Ella iba y venía del psiquiátrico. Se recuperaba por la poesía, dicen. Menos mal que nunca hubo ninguna pastilla capaz de atolondrar su contundencia, ninguna aguja pudo aniquilar las bellas voces que danzaban en su interior, esas locuaces de versos. Y la poesía fue su tarima, le dio premios, reconocimientos, la hizo catedrática, hizo que la persiguieran las cámaras de televisión, la hizo viajar de un lado a otro, conocer escritores, artistas, tener amigos para su corazón, con los que compartió la creación, la reflexión, los cigarrillos. Y sin embargo, todas las buenas consecuencias que le traían sus versos eran también motivo de su desprecio, porque en eso tampoco creía. Creía en escribir, pero yo creo que creía solo en el instante de la escritura, en la creación, en ese momento plenamente estético donde escribir la palabra confirmaba su ser. Como si dijera con los versos “aquí estoy, solo aquí y ahora”. Yo no puedo pensar en ella como alguien que necesitaba creer en sí misma, creerse linda, inteligente, capaz. Esas prescripciones terapéuticas sobran todas en su caso. Eso me parece demasiado pueril, pura domesticación para encajarla en la vida de los demás.

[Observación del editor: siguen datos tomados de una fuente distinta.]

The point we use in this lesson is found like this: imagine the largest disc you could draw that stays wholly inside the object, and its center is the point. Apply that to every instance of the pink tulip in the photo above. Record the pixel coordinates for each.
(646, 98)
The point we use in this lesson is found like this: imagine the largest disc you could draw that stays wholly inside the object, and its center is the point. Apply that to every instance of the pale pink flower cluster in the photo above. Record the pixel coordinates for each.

Furiosa dice: “¡No saben ellos/ que prometí morir!/ Me mantengo entrenada/ Sencillamente me mantengo en forma/ Las píldoras son una madre, solo que mejor, de cada color y tan buena como ácidos caramelos/ Hago dieta de muerte”. No se queja de asuntos ni de personas, no nombra motivos, no es que me quiero morir por esto o por lo otro, no es un asunto de carencias. Es la muerte en sí, solo ella, como si fuera la vida. La muerte fue su resistencia.

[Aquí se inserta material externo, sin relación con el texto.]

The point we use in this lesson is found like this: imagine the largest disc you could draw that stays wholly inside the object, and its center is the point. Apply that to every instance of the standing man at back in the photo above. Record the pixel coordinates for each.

Se suicidó a los cuarenta y cinco, en 1974, se metió a su carro abrigada y encendió el motor, antes de eso y durante un buen tiempo intentó creer en Dios y decirle quien era ella. Y la pienso y me digo “bueno, están sus poemas, es por ellos que la conozco”, sí, es por ellos. Pero no estoy conforme con eso, y entonces cierro mis ojos por la noche y le digo a ese Dios que se hizo el sordo con ella “déjame tocar a esa buena muchacha de Boston”, solo con la esperanza, Anne Sexton, de robarme un poco de tu estallido.